Back in Hamilton, Jeremy started putting together the pieces he had gathered in the UK. He and Matt continued playing music together, as they had since the age of 13; they hunted for records, produced "unmemorable" drum 'n' bass, and DJ'd when and where they could. Again, they made it up as they went along. Hamilton is a long way from England, and anyway, this was before the web had reached its tentacles into every nook and cranny of the music world. Distance led to creative misinterpretations of styles never meant to be joined—the stirrings of an original sound.

Junior Boys almost didn't happen. Originally, the project was a duo of Jeremy and fellow Hamiltonian Johnny Dark; the two recorded a slim handful of songs, experiments in stuttering beats and downcast, toe-scuffing electro-pop. When they sent them off to Jeremy's friend Steve Goodman, they weren't looking for a record deal so much as feedback. But Goodman posted the tracks and an interview with the band on Hyperdub, a cryptic website popular with garage and jungle's headier (or nerdier) adherents. (Goodman is also known as Kode9 and Hyperdub is the name of his dubstep-leaning record label, home to Zomby and Burial.) A burst of interest followed—mainly from bloggers and music journalists in Goodman's circle, but also from Nick Kilroy, who attempted to broker a deal for the band with another label and, when that fell through, launched his own Kin imprint just to put out their music.

The only problem was that, by now, Junior Boys didn't properly exist: Johnny had left the group to pursue a different career. Nick put out the 12" anyway, complete with a remix from Fennesz, and encouraged Jeremy to complete a full album.  Faced with a daunting task, the lone Junior Boy did the obvious, and asked Matt to join the band full-time.
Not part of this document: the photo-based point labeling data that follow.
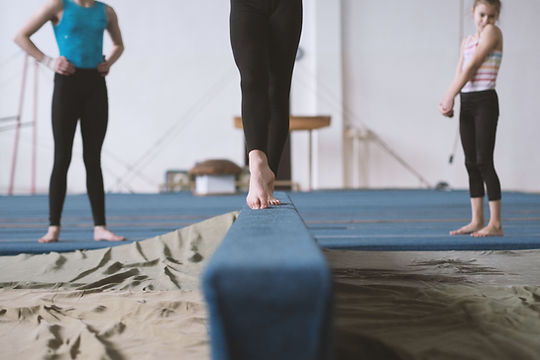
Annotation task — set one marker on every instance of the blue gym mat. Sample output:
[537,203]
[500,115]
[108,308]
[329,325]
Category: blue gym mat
[355,219]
Wrapping up Jeremy and Johnny's unfinished tracks, and rounding it off with new material, the new Junior Boys finished the album, and Kin released Last Exit in the UK in June of 2004.  Shortly thereafter, Junior Boys signed to Domino, who released Last Exit in the US that fall. The ensuing whirlwind Jeremy describes as "a crash course in the music business": a slot at SonarSound São Paulo and then a tour opening for Mouse on Mars, who would go on to invite the band to their home town of Düsseldorf. It was there that Junior Boys decided to try writing and recording a song in just two days—the result was "In the Morning," the first single for their next album, So This Is Goodbye.
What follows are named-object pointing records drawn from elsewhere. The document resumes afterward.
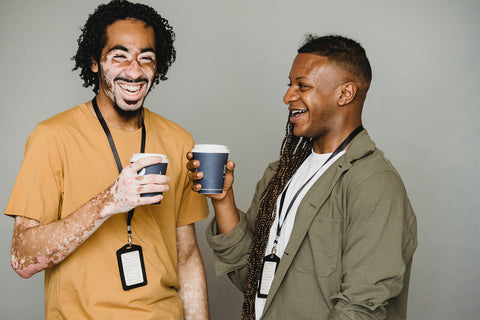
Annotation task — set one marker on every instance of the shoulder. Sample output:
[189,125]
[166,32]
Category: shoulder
[166,127]
[58,125]
[374,170]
The recording wasn't always easy. Their heads were still reeling from their new day job, for starters. (Jeremy had turned down a graduate-school offer to pursue the band.) And then several people close to the group passed away, including Nick Kilroy. But the strain gave Junior Boys focus, pushing them to go beyond Last Exit's tentative steps and embrace not only a more sophisticated musical palette but a deeper emotional resonance as well. The Frank Sinatra cover "When No One Cares"—hardly the kind of thing most "dance" acts would attempt—confirmed their new-found confidence. More than a farewell, So This Is Goodbye served as Junior Boys' greeting to a new world, one that met them with open arms.

The next two years were busy ones. Junior Boys toured the hell out of the record—in the process, honing their live act, learning to turn studio productions into a performance. Jeremy contributed vocals to fellow disco devotee Morgan Geist's album Double Night Time (Environ) and co-produced Caribou's "She's the One" (City Slang/Merge); the duo also mixed Body Language Volume Six for Booka Shade's Berlin-based Get Physical label, with a tracklist confirming their facility as curators of dance music's outer edges.
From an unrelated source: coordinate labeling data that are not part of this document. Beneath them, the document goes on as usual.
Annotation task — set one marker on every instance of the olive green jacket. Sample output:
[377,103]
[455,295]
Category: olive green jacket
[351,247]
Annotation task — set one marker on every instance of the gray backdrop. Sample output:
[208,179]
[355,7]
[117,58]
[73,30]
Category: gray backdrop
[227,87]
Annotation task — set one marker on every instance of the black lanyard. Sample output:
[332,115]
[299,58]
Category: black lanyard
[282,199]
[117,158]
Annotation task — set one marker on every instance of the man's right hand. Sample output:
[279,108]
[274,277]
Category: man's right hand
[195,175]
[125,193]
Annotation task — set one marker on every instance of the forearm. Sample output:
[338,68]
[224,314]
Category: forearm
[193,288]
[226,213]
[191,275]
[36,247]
Throughout it all, they were laying the groundwork for a new album—Begone Dull Care—but being Junior Boys, they couldn't make it easy. Jeremy purchased a building in Hamilton, complete with his dream studio, office space rented by the local university and a downstairs bar in which he's a partner. Matt got married and moved to Berlin. Rather than going the route of online collaborations, the two continued to work together, flying back and forth between Berlin and Hamilton to work on the record in month-long chunks. They geeked out on gear, digging into the analog drum machines and modular synthesizers that gave their favorite synth-pop and electronic R&B records such an unearthly sheen. And Jeremy, ever committed to the perfect pop song, took his voice and his songwriting so far that it makes you wonder how he ever could have thought that being a musician wasn't in the cards for him.